Lowenstein thinks it’s too early to tell how the data breach will affect T-Mobile. A key question, he said, is whether any of the systems, policies, or parts of the cybersecurity apparatus were less robust than they should be – particularly given T-Mobile’s challenger brand.
Tied to vulnerability, Lowenstein cited competitor’s response as another factor.
“At this point, we still don't know whether this happened because T-Mobile was more vulnerable than other operators,” he said. “Competitors will only 'exploit' this in their marketing if it appears that T-Mobile had a particular vulnerability it shouldn't have had.”
Ho thinks a segment of subscribers could still bail on T-Mobile because of the lack of trust.

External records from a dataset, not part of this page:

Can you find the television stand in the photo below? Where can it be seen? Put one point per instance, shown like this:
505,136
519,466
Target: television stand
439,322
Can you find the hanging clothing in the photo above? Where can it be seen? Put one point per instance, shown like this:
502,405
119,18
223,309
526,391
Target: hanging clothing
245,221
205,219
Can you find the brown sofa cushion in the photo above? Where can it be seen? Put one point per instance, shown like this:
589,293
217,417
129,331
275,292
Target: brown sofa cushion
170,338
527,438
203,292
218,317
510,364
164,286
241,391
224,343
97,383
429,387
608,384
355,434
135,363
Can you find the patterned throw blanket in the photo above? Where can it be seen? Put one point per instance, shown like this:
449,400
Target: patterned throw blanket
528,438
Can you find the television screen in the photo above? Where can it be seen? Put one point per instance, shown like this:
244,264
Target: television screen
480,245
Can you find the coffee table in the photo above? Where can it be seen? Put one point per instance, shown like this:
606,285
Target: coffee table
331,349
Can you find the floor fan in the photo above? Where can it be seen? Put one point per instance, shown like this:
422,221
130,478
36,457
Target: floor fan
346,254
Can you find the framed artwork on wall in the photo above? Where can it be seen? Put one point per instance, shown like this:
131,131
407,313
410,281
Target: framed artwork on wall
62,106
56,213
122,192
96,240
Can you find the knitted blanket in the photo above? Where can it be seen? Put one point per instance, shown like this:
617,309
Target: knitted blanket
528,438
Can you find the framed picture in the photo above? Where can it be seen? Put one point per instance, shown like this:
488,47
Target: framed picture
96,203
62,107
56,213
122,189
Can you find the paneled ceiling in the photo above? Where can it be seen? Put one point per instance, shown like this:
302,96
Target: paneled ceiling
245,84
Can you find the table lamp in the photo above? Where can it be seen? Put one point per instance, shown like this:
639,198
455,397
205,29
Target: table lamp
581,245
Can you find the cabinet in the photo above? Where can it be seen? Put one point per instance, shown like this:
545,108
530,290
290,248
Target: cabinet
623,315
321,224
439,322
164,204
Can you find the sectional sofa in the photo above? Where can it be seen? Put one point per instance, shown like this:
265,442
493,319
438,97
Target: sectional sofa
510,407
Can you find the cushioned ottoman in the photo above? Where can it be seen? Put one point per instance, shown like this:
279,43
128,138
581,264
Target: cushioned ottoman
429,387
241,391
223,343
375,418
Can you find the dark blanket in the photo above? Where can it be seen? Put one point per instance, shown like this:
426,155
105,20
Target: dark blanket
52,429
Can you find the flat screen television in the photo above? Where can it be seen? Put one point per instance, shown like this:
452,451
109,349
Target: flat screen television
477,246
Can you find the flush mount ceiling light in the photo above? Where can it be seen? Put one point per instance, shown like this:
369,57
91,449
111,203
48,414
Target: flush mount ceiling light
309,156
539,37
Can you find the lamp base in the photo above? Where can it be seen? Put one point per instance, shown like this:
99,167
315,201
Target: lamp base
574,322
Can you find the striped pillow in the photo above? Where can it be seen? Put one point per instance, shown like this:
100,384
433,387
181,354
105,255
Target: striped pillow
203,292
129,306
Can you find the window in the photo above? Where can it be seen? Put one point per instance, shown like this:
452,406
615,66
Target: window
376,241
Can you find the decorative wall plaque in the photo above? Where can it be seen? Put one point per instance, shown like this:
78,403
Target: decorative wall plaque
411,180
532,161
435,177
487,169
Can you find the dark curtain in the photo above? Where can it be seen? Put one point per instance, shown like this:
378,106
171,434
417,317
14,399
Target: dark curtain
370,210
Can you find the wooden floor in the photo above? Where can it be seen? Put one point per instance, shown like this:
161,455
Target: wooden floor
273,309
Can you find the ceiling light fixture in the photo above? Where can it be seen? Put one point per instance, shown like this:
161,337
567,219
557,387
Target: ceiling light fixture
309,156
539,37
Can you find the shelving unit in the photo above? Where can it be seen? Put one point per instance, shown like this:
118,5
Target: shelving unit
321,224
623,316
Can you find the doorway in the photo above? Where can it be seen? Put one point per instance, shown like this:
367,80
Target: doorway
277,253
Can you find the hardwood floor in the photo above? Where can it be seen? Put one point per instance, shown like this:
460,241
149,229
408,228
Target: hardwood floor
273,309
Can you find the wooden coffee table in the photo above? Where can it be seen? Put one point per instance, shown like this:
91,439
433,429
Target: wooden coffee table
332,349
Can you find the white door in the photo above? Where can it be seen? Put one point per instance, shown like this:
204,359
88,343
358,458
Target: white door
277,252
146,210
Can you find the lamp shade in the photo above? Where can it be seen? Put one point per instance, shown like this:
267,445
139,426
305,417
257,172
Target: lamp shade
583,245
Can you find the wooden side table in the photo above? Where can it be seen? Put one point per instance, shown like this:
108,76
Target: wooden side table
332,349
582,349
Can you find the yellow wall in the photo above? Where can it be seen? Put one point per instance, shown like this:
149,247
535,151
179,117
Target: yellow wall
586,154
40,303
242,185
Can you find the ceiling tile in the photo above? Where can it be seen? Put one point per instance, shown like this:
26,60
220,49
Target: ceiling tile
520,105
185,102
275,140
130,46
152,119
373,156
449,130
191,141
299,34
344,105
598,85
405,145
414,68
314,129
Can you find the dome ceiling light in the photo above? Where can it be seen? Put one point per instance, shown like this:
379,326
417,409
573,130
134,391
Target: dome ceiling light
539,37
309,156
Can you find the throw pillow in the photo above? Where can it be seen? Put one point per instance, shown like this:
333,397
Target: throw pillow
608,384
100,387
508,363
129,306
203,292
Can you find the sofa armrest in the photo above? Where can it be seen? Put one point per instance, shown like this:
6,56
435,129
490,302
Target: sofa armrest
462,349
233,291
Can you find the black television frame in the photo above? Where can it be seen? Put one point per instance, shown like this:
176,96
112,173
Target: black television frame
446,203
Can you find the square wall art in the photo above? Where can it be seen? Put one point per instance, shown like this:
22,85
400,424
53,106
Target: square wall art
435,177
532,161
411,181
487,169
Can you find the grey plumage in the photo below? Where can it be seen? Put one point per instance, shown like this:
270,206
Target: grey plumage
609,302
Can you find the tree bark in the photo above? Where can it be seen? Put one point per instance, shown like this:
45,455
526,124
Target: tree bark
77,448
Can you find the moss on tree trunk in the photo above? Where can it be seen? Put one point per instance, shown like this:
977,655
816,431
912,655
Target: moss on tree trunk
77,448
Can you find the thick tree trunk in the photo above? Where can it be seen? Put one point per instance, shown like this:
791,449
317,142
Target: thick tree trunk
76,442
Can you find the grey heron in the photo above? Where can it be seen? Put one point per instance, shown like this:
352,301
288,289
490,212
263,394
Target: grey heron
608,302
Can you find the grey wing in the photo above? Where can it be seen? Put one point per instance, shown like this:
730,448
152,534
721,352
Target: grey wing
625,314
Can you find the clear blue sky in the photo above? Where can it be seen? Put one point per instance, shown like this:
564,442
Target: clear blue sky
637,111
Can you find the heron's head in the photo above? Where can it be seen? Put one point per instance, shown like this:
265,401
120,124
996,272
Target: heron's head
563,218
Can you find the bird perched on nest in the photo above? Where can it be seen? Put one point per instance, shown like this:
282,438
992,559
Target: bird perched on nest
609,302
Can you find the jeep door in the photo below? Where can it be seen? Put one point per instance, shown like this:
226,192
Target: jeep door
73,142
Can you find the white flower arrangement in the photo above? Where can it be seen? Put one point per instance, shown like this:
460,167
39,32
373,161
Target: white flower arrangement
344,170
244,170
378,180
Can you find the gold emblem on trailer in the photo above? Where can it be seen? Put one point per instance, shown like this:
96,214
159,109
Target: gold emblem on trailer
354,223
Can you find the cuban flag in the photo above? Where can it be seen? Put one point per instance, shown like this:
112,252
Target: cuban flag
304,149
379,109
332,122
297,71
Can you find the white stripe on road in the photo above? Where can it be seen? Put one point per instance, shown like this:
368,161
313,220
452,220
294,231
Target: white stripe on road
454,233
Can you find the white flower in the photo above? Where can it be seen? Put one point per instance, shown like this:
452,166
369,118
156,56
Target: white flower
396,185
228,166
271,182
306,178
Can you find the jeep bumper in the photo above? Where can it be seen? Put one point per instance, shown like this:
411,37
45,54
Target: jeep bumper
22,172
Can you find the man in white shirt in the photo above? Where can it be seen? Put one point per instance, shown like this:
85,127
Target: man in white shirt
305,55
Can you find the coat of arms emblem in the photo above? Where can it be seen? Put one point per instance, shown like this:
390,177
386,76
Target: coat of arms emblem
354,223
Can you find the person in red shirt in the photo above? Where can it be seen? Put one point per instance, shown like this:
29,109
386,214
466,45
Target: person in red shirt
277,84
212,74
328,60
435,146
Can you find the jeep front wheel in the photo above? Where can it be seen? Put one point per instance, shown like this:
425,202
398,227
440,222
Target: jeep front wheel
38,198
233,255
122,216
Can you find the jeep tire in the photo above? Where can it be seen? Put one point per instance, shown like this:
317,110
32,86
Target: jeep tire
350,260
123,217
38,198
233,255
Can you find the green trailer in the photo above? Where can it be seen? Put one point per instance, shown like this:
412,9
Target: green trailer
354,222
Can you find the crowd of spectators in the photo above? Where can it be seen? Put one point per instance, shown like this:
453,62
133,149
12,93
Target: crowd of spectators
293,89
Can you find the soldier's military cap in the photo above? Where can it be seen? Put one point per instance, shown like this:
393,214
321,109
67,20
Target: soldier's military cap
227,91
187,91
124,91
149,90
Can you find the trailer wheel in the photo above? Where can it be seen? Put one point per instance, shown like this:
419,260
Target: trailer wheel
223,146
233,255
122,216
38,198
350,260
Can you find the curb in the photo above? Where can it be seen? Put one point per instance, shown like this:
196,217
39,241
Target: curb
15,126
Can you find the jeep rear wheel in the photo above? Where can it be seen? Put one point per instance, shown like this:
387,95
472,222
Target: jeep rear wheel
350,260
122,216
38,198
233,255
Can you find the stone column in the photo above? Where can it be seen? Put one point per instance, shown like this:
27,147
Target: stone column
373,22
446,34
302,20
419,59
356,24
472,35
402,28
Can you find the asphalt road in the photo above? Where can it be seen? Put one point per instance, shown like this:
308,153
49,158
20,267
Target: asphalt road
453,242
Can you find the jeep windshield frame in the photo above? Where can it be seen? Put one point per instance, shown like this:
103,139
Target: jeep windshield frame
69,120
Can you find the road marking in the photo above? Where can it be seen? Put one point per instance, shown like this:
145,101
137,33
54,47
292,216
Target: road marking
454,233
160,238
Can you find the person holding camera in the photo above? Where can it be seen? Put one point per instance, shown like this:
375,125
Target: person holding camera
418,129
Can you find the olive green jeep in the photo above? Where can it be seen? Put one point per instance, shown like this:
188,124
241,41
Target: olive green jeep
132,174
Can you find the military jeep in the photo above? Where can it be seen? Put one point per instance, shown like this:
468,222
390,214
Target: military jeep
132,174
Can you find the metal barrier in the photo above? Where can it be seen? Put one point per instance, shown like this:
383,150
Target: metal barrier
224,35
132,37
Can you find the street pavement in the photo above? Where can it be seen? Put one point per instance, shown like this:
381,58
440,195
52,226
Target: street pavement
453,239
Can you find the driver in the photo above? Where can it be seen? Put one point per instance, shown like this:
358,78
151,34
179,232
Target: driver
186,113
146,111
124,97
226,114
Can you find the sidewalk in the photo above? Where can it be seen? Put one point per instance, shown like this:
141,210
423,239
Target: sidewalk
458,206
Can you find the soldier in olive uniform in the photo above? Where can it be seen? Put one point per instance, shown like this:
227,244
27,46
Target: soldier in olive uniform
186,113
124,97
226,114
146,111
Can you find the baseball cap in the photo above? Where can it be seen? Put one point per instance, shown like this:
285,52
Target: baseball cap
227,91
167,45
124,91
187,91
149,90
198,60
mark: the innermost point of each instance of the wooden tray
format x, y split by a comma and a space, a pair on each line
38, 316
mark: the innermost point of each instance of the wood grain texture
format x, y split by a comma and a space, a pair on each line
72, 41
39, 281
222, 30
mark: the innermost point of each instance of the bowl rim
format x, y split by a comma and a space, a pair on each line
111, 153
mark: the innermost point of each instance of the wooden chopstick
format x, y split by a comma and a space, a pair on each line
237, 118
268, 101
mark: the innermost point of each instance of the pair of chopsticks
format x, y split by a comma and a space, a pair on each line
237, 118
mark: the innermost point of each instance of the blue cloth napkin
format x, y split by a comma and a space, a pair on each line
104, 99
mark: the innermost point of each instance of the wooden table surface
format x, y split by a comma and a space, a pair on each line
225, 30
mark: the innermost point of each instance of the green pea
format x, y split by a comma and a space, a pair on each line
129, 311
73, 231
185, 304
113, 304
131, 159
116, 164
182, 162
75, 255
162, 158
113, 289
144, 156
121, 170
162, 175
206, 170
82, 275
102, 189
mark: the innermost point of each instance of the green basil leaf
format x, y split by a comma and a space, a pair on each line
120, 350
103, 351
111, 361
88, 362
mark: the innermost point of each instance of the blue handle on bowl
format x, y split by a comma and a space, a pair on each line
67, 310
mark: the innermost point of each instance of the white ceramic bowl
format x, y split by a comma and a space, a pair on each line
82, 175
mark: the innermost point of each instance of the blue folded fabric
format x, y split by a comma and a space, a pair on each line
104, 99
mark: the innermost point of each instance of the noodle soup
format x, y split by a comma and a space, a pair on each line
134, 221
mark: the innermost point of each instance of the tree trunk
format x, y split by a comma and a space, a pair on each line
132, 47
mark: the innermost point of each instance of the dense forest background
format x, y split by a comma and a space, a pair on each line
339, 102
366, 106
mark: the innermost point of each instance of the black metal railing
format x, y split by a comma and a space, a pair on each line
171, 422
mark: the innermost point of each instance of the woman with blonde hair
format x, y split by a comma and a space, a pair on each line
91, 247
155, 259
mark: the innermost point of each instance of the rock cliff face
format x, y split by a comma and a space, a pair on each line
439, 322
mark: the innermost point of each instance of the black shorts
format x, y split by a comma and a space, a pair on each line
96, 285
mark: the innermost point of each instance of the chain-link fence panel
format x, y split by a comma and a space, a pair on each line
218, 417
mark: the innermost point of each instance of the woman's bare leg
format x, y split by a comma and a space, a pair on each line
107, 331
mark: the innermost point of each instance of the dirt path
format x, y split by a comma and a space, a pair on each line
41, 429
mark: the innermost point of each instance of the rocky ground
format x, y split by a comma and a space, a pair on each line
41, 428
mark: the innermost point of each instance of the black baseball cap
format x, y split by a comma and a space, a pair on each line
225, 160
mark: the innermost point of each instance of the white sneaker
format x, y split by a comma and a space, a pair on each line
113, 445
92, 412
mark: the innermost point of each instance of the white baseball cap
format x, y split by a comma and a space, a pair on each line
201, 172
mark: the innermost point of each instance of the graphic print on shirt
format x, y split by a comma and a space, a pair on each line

“T-Mobile has been trying to limit the damage by trying to be transparent,” Ho said. “The PR damage control could ameliorate this segment risk.”
The breach’s impact won’t be known until third-quarter 2021 earnings numbers are formalized, he added, or disclosed in press announcements beforehand.
Like Ho, Lowenstein pointed to transparency as key, including disclosures of what, why, how, and what’s being done to prevent future incidents.
“Customers just need to be assured that there is no greater likelihood this would happen on T-Mobile than on other operators,” Lowenstein said.
After its preliminary investigation, T-Mobile had said it reset all PINs on about 850,000 active prepaid accounts that were compromised and recommended all postpaid customers do the same. It’s also offering two years of free identity protection services with McAfee’s ID Theft protection service.
Multiple proposed class action lawsuits related to the breach have been filed in U.S. District courts since last week, including in the Northern District of Georgia and the Western District of Washington.